IDK what's the reason for the need of a multiple hard recalc and why some formulas' results change only after the second one, but it would still suggest that there is not 1 but at least 2 items influencing the results of these formulas. How these, in term, influence the identification of the problem(s) and respective solution(s) for each, IDK either.
Comment 14 Buovjaga 2024-02-27 17:41:07 UTC
(In reply to ady from comment #13)
> (In reply to Buovjaga from comment #11)
> 
> > Plot twist: if you do hard recalc twice with attachment 192832 [details],
> > you get
> > 
> > 3
> > 3
> > 4
> 
> The double hard recalc is only needed in certain versions (e.g. 7.4.3.2) /
> commits, but not in later versions.
> 
> IDK what's the reason for the need of a multiple hard recalc and why some
> formulas' results change only after the second one, but it would still
> suggest that there is not 1 but at least 2 items influencing the results of
> these formulas. How these, in term, influence the identification of the
> problem(s) and respective solution(s) for each, IDK either.

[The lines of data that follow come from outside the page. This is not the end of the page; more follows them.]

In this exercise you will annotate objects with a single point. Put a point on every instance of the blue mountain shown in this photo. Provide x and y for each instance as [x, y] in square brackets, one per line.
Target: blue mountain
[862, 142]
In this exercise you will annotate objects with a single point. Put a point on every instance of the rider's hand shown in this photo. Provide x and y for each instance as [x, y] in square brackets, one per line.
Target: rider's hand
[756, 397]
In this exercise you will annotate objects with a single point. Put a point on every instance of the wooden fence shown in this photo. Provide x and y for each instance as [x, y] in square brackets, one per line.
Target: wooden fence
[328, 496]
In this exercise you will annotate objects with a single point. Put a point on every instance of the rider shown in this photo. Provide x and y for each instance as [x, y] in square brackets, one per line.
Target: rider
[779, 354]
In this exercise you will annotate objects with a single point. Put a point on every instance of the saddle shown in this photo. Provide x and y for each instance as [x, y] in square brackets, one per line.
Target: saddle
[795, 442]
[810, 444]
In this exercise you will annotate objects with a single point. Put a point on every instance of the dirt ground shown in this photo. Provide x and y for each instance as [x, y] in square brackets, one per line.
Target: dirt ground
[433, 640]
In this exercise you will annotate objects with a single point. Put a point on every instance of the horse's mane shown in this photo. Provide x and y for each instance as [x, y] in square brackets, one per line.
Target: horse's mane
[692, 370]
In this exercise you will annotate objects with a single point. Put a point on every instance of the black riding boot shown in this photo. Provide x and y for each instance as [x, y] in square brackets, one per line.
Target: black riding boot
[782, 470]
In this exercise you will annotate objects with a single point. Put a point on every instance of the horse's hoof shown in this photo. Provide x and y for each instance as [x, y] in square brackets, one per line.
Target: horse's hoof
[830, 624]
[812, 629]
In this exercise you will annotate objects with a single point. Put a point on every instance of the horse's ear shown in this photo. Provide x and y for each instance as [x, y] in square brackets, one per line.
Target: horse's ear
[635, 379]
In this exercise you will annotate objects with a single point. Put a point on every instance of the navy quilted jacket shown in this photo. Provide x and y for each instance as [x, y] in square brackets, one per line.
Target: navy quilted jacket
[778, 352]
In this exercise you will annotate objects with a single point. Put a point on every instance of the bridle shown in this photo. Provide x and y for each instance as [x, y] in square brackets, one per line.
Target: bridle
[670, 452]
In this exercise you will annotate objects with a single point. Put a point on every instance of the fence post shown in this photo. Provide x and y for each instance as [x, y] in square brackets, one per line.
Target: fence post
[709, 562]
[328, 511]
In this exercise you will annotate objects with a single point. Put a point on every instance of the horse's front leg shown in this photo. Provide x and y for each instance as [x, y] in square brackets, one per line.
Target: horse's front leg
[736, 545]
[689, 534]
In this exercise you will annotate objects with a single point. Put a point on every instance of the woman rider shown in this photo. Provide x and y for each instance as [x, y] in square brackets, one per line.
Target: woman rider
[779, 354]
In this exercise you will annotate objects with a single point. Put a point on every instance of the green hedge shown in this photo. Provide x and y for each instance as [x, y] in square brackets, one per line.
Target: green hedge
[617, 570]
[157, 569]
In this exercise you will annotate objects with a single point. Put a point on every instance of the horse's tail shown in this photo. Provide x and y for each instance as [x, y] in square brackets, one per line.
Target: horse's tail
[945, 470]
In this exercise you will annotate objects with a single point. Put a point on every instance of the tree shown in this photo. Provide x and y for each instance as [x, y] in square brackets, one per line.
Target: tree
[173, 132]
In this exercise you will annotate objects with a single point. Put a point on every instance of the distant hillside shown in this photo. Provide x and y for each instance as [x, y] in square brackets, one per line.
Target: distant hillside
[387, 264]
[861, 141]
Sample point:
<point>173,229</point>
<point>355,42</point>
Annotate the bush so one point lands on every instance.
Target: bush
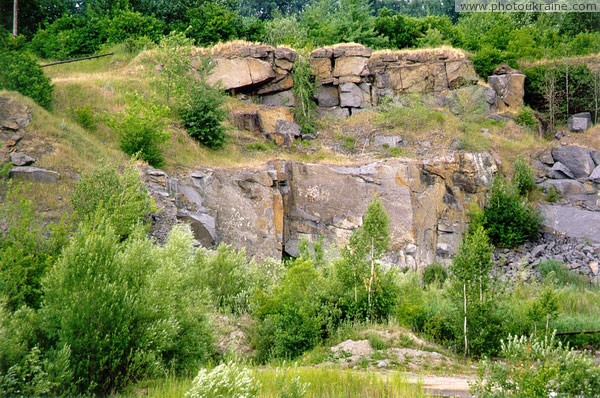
<point>508,218</point>
<point>526,117</point>
<point>141,129</point>
<point>538,368</point>
<point>20,72</point>
<point>291,318</point>
<point>127,310</point>
<point>128,25</point>
<point>434,274</point>
<point>226,380</point>
<point>225,274</point>
<point>84,116</point>
<point>122,198</point>
<point>203,116</point>
<point>68,37</point>
<point>27,248</point>
<point>523,177</point>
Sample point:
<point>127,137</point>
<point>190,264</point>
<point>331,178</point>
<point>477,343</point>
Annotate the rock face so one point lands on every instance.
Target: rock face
<point>351,77</point>
<point>268,210</point>
<point>509,87</point>
<point>580,122</point>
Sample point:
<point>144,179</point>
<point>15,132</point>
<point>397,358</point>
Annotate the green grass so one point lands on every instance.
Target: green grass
<point>321,382</point>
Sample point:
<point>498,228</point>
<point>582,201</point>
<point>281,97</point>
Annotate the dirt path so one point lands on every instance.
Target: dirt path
<point>443,386</point>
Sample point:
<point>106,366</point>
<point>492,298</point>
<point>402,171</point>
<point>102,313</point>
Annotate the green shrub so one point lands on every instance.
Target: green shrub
<point>523,177</point>
<point>508,218</point>
<point>225,274</point>
<point>84,116</point>
<point>68,37</point>
<point>121,197</point>
<point>212,23</point>
<point>142,129</point>
<point>304,91</point>
<point>128,25</point>
<point>488,59</point>
<point>538,368</point>
<point>27,248</point>
<point>20,72</point>
<point>291,318</point>
<point>127,310</point>
<point>226,380</point>
<point>526,117</point>
<point>365,291</point>
<point>434,274</point>
<point>203,116</point>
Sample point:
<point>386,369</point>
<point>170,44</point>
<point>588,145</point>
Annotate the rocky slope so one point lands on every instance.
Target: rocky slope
<point>269,209</point>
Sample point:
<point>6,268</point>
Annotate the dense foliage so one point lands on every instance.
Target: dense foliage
<point>21,73</point>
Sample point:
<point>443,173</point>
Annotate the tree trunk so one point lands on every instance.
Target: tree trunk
<point>465,324</point>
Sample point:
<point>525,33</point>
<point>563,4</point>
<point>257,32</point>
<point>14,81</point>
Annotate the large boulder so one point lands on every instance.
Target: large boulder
<point>238,73</point>
<point>34,174</point>
<point>580,122</point>
<point>578,160</point>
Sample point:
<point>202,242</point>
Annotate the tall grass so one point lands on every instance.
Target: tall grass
<point>331,382</point>
<point>319,381</point>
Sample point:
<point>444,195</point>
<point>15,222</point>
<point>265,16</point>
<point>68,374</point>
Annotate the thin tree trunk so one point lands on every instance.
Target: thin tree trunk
<point>15,17</point>
<point>567,87</point>
<point>465,324</point>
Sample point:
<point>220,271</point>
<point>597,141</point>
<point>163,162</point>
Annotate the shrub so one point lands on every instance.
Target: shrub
<point>523,177</point>
<point>434,274</point>
<point>508,218</point>
<point>212,23</point>
<point>224,273</point>
<point>538,368</point>
<point>290,317</point>
<point>128,25</point>
<point>366,291</point>
<point>203,116</point>
<point>304,91</point>
<point>27,248</point>
<point>226,380</point>
<point>84,116</point>
<point>20,72</point>
<point>68,37</point>
<point>127,309</point>
<point>141,129</point>
<point>121,197</point>
<point>526,117</point>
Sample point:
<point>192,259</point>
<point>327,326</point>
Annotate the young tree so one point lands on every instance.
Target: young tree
<point>367,291</point>
<point>470,270</point>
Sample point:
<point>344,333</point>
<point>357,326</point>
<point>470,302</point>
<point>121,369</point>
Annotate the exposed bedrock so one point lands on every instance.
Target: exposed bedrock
<point>268,209</point>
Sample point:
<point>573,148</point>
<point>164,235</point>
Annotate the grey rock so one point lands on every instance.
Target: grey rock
<point>10,125</point>
<point>21,159</point>
<point>577,159</point>
<point>580,122</point>
<point>203,227</point>
<point>572,221</point>
<point>559,172</point>
<point>595,176</point>
<point>288,128</point>
<point>336,111</point>
<point>34,174</point>
<point>283,98</point>
<point>390,141</point>
<point>351,95</point>
<point>566,187</point>
<point>328,96</point>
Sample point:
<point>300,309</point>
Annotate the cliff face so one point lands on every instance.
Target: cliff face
<point>268,210</point>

Ok, I checked with linux-64-7.6 and the need for two recalcs stopped with e7897ce47e415e46eb36687f911a9a4b09ca6b8a
crashtesting: crash in ScInterpreter::ScCountIfs

It mentions "bodge this to fill in 0 for missing ranges"
Comment 15 ady 2024-03-02 15:53:55 UTC
(In reply to Buovjaga from comment #14)

> Ok, I checked with linux-64-7.6 and the need for two recalcs stopped with
> e7897ce47e415e46eb36687f911a9a4b09ca6b8a
> crashtesting: crash in ScInterpreter::ScCountIfs
> 
> It mentions "bodge this to fill in 0 for missing ranges"

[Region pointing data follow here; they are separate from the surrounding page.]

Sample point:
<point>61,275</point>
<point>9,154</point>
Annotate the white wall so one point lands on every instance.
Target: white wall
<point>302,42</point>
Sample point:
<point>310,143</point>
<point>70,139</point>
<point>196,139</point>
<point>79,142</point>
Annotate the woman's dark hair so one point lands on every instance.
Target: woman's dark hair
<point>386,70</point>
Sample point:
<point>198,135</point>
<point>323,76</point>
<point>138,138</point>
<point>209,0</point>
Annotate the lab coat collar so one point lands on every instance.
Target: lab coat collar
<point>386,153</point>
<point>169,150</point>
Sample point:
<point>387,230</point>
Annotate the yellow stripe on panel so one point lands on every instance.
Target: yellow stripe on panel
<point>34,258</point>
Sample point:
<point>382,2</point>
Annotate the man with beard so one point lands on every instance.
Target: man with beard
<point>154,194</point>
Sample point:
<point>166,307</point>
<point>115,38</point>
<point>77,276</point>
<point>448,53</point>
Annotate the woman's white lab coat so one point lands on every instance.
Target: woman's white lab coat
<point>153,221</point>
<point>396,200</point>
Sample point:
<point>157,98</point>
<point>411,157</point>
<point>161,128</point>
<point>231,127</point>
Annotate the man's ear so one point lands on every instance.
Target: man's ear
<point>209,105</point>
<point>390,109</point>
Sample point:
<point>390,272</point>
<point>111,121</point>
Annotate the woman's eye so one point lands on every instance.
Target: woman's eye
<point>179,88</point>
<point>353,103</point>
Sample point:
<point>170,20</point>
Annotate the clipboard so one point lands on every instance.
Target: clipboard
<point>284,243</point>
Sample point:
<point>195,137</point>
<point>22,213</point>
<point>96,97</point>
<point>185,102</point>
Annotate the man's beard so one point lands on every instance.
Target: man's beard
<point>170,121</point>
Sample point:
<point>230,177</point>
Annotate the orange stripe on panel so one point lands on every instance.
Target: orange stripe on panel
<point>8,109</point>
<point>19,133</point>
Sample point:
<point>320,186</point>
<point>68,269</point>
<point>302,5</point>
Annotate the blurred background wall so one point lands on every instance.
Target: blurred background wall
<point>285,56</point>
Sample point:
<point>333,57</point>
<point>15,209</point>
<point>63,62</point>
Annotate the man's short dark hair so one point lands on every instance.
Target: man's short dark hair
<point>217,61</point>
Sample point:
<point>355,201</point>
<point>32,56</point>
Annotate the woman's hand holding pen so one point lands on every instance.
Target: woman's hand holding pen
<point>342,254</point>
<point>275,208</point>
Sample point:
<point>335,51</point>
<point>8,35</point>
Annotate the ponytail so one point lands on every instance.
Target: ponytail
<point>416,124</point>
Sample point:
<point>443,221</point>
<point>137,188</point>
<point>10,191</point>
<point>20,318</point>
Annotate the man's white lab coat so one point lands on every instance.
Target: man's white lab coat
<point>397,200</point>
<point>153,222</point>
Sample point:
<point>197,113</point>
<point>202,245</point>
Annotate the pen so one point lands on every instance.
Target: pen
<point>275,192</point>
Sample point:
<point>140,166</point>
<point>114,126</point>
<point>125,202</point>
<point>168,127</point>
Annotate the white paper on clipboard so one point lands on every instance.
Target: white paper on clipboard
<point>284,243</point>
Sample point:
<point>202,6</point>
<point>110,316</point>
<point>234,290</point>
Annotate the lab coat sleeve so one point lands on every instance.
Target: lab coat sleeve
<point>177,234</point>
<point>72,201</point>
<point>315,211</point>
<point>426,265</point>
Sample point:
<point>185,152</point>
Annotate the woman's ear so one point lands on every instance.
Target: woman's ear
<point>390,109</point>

I hope there is some preventive test for such case now, so such thing won't ever happen again. Users should be able to trust that the results are updated after a/one Hard Recalculation, always.

At any rate, we have Calc functions generating wrong results such as this tdf#159544 since LO 7.4 (more than a year and a half ATM), and without users knowing it. We have enough reports about these failures.